In the future currency war, the outcome may not depend on who has the larger central bank balance sheet, but on who can bring “digital gold” into a more sophisticated strategic nest. Just as the petrodollar once turned black gold into a medium of credit, the crypto-dollar is trying to turn hash into a lever of power. The end of this game may confirm Hayek’s prediction that “the denationalization of money will eventually bury the ghost of Keynesianism” – only this time it is not only the free market, but also the awakened sovereigns.

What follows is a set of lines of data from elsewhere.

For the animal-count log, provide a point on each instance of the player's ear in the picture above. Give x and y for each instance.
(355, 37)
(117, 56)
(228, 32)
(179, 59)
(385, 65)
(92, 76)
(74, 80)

When the White House deposited bitcoin into “Digital Fort Knox”, it was not only the soft sound of cold wallet encryption, but also the shattering sound of the cornerstone of the old financial order. Algorithms are competing with money printers for the right to define money, and the “dollar” of the future may be shaped by code and hash values.
**Who will be the next “dollar”? **
The answer may lie in Sachs’s statement: “We don’t sell these bitcoins” – because what is really being sold is never cryptocurrency, but the next fifty years of X-dollar hegemony.
At the moment, it’s just that the odds of the “dollar” are a little better.